Chief Resident Wright-Patterson Medical Center and Wright State University Boonshoft School of Medicine Dayton, Ohio, United States
Background: Physician burnout remains high despite increased attention to wellness, and loneliness and isolation have been identified as public health issues that contribute to burnout. Training appears to be a peak time of distress among physicians, but implementing wellness programs within residency remains a challenge, with few evidence-based models that have been widely adopted across institutions.
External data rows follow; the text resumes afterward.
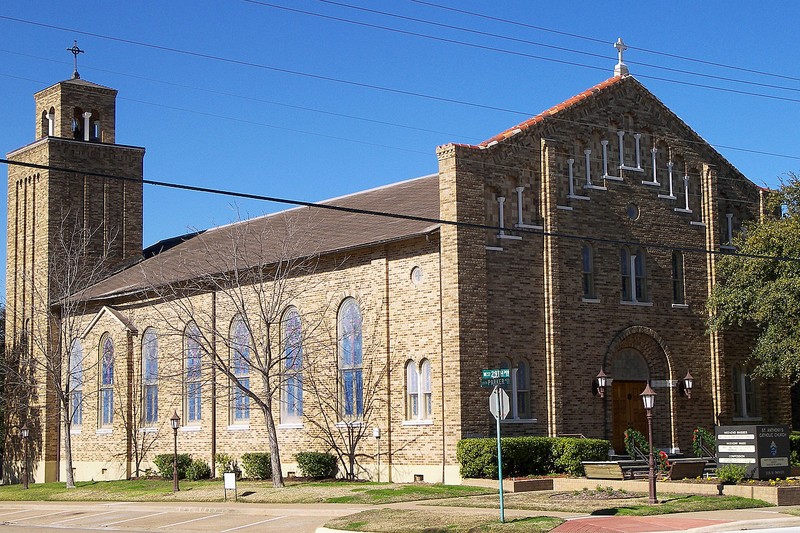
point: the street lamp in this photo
(686, 385)
(601, 380)
(649, 399)
(25, 432)
(175, 420)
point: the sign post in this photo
(499, 407)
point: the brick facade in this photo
(480, 298)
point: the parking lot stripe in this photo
(253, 524)
(82, 517)
(187, 521)
(39, 516)
(134, 518)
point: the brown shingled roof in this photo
(310, 230)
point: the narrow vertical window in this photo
(76, 383)
(292, 334)
(192, 375)
(640, 273)
(587, 262)
(412, 391)
(625, 272)
(240, 368)
(106, 381)
(150, 377)
(522, 391)
(351, 359)
(425, 390)
(678, 290)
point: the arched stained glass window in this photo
(240, 368)
(192, 387)
(76, 383)
(292, 337)
(351, 359)
(150, 376)
(106, 381)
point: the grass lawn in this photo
(414, 521)
(595, 502)
(249, 491)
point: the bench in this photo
(603, 470)
(686, 469)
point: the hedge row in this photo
(528, 456)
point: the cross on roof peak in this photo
(621, 69)
(75, 51)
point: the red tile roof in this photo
(552, 111)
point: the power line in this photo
(386, 214)
(605, 42)
(532, 43)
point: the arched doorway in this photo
(630, 374)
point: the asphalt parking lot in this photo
(172, 517)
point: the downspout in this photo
(441, 359)
(213, 383)
(388, 373)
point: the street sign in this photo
(499, 403)
(495, 377)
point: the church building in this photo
(582, 241)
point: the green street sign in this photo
(495, 377)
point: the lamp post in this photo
(25, 432)
(175, 420)
(649, 399)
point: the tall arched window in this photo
(150, 377)
(419, 403)
(192, 388)
(240, 368)
(106, 381)
(76, 383)
(351, 359)
(587, 268)
(678, 290)
(292, 337)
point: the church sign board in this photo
(762, 450)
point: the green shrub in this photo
(528, 456)
(257, 465)
(702, 438)
(794, 446)
(198, 469)
(225, 463)
(317, 464)
(731, 473)
(164, 464)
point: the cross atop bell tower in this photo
(621, 69)
(75, 51)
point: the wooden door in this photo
(627, 411)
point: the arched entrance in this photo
(638, 355)
(630, 374)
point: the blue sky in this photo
(253, 128)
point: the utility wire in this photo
(605, 42)
(386, 214)
(543, 45)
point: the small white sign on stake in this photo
(230, 484)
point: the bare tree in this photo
(47, 367)
(346, 392)
(233, 290)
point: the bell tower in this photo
(85, 185)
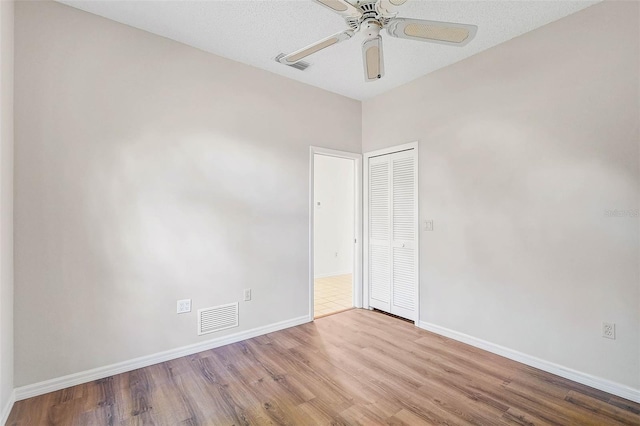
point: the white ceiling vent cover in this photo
(217, 318)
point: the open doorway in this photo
(335, 235)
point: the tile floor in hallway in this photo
(332, 294)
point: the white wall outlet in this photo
(184, 306)
(609, 330)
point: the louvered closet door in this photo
(393, 233)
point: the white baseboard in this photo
(614, 388)
(6, 410)
(52, 385)
(331, 274)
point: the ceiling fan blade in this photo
(388, 7)
(432, 31)
(296, 56)
(373, 59)
(342, 7)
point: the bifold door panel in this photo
(393, 233)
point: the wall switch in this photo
(184, 306)
(609, 330)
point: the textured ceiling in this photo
(255, 31)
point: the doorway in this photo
(391, 231)
(335, 232)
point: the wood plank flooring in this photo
(353, 368)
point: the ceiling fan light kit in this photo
(369, 18)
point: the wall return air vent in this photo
(217, 318)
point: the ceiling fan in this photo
(368, 18)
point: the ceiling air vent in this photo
(300, 65)
(217, 318)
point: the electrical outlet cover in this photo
(609, 330)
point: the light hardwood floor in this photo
(356, 367)
(332, 294)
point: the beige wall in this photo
(146, 172)
(6, 203)
(522, 149)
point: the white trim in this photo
(365, 221)
(6, 410)
(614, 388)
(52, 385)
(332, 274)
(357, 228)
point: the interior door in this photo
(392, 203)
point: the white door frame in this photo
(357, 228)
(365, 240)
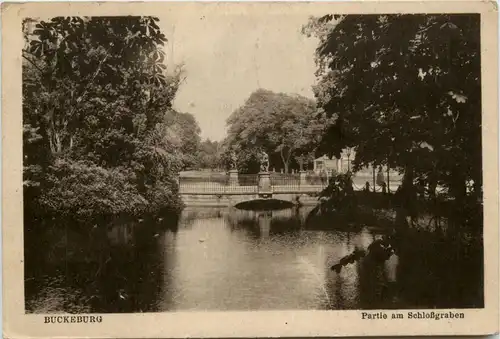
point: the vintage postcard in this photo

Within medical schools, the Healer’s Art (HA) is an internationally-recognized wellness course that focuses on social connection, humanism, and professional identity formation. In 2018, the pediatric residency program at Wright State University/Wright-Patterson Medical Center became the first graduate medical education program to implement the HA and subsequent longitudinal wellness program known as Finding Meaning in Medicine (FMM). Objective: (1) To explore resident experiences with the HA and FMM programs, specifically attending to benefits, drawbacks, and challenges to participation. (2) To determine how the HA and FMM programs fit into residents’ ideal conception of what wellness activities in residency would look like. Design/Methods: The authors conducted 8 semi-structured interviews of residents to explore experiences with HA and FMM from February-October 2023. Results were analyzed using inductive thematic analysis following Braun and Clarke’s six-step process with a constructivist orientation. We used professional identity formation as a sensitizing concept in our analysis. Results: We constructed 4 themes from residents’ responses: (1) willingness to be vulnerable within small groups led to recognition of shared experiences and the formation of deeper peer relationships; (2) personal connection with peers and faculty augmented professional identity formation and decreased imposter syndrome; (3) timing of sessions was a significant barrier to participation; and (4) facilitator skills were instrumental to the success of the program. Most participants saw programs such as HA and FMM as important elements of wellness programming but also recognized that these interventions alone were insufficient to ensure resident wellness.
Conclusion(s): Residents found value in participation in HA and FMM, primarily as a result of deeper peer and faculty relationships, which contributed to professional identity formation and personal satisfaction with their work. Residency programs still face significant logistical challenges to implementation of such wellness programming, including resident buy-in, optimal timing of sessions, and faculty development.